Reduced mobility is extremely common amongst elderly hospital patients. Illness, an unfamiliar environment and anxiety all contribute to the problem. For some, reduced mobility is a long-term issue, exacerbated during hospital admission.

Effective management of immobility in the elderly is extremely important for their physical and mental well-being, and for their recovery. It’s therefore vital that elderly patients are mobilised as early as possible during their hospital stay.

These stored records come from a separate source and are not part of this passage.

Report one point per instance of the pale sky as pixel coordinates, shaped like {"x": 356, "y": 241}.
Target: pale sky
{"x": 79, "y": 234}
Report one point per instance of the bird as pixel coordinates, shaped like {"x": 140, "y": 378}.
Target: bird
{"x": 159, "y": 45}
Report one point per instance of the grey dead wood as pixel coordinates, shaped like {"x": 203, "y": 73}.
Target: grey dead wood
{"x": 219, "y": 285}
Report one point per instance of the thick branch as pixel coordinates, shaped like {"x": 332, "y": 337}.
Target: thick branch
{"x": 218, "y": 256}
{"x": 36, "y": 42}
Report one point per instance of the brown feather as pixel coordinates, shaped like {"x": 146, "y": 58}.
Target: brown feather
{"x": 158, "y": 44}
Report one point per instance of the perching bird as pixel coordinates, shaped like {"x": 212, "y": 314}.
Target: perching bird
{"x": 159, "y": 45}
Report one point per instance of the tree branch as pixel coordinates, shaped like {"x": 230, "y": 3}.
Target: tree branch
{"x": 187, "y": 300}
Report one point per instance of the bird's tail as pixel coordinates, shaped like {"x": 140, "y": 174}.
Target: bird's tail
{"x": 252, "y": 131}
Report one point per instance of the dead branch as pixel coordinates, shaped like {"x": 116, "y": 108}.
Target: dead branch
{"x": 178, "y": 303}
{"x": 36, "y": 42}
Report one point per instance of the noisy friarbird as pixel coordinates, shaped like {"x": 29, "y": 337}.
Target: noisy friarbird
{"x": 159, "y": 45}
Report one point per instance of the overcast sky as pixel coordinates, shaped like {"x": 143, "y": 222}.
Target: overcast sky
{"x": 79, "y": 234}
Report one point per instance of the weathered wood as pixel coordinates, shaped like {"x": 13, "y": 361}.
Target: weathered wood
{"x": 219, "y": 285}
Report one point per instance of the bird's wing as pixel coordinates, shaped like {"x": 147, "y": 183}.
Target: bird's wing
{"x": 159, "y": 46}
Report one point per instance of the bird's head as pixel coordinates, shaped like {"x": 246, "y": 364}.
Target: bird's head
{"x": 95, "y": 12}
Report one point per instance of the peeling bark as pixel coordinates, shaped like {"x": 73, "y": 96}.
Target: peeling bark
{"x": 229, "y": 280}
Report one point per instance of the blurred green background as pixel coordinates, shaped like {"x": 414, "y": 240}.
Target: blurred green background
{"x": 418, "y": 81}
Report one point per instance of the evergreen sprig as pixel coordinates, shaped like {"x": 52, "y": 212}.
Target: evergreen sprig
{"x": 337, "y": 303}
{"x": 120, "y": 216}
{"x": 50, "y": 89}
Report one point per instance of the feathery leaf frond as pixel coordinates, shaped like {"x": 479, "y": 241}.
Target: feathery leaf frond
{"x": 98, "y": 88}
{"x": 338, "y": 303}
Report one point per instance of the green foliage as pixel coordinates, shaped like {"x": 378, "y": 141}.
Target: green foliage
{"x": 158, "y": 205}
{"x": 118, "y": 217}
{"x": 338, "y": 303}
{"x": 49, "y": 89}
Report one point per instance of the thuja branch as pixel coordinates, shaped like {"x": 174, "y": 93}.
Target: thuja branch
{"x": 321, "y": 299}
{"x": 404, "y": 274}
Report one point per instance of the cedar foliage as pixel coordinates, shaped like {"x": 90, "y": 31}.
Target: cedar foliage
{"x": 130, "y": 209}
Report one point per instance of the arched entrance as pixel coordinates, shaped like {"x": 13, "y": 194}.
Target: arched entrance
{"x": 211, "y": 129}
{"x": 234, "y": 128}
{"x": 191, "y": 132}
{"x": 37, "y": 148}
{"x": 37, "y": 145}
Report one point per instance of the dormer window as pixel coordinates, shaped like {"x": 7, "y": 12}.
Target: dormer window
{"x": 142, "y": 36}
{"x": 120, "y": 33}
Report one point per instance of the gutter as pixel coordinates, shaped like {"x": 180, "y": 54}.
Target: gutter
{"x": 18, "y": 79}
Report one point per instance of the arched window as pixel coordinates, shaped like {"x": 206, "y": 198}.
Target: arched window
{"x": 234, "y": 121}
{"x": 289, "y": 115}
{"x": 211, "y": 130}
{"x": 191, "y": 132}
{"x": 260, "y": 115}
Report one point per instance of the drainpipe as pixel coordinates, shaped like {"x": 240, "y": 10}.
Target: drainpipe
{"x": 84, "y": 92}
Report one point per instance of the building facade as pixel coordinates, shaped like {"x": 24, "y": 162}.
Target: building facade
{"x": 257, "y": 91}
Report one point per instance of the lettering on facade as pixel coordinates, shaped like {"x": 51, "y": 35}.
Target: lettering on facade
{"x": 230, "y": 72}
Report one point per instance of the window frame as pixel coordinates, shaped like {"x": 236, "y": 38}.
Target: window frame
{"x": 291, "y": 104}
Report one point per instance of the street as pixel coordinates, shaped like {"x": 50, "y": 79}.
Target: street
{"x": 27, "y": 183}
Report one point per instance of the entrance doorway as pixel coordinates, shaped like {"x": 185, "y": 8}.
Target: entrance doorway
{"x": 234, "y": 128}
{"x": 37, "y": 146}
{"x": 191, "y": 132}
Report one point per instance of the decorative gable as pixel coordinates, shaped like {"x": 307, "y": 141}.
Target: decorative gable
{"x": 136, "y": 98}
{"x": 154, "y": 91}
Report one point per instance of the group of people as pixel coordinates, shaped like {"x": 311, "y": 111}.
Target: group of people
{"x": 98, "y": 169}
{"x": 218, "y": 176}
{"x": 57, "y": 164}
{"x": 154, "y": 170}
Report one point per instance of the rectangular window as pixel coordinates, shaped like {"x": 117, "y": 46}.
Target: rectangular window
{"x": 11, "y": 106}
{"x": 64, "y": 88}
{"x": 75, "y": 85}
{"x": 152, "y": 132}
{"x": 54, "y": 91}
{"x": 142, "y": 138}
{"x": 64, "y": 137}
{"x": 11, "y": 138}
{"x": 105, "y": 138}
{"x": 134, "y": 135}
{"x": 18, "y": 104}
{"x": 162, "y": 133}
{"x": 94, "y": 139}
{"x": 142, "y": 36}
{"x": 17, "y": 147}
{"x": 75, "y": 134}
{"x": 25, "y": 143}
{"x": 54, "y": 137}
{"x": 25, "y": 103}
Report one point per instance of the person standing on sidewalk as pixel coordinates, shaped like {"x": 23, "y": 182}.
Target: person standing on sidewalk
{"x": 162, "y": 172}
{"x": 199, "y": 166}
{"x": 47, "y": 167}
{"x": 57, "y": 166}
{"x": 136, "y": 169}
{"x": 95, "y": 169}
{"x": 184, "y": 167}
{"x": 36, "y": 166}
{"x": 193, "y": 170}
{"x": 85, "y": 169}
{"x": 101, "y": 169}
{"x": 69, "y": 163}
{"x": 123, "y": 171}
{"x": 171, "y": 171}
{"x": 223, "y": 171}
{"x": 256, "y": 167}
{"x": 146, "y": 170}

The patient’s bed is central to hospital life and utilising it for promoting mobility should be a priority. Some of the ways that this can be done are listed below:1,2

  • Raising the backrest from a supine to upright position increases heart rate and stroke volume which then has a positive impact on blood flow and redistribution. It also increases lung expansion for better oxygenation and movement of secretions to prevent chest infections.
  • Bending the knee-break prevents the patient from sliding down the bed, reducing pressure, shear and friction on the skin and therefore reducing pressure ulcer risk.
  • A cardiac chair position achieves the above benefits, plus gives gravitational advantages such as better urinary tract drainage which in turn helps to prevent stasis and infection. It also gives an important psychological boost to the patient, as a sitting position feels more natural during waking hours. Eating and drinking are easier in a chair position, helping to improve hydration, nutrition and gut motility. Improved hydration can correct fluid and electrolyte imbalances and reduce blood viscosity, reducing the risk of DVT / PE. Improved nutrition promotes healing and increased gut mobility helps to prevent constipation / intestinal obstruction.
  • Safely mobilising the patient from a sitting to standing position benefits all body systems, and weight bearing will help to reverse muscle deconditioning, strengthen bones and prevent contractures.

In summary, all body systems benefit from early mobilisation and a hospital bed which can achieve this safely for all patients will help to increase their ability to recover and result in positive outcomes.

1. Olson EV (1967) The hazards of immobility. American Journal of Nursing 67 (4): 781-796.
2. Dean E (1999) The effect of positioning and mobilisation on oxygen transport. In: Pryor JA & Webber BA (eds) Physiotherapy for respiratory and cardiac problems (2nd edition), Churchill Livingstone, London pp121-136.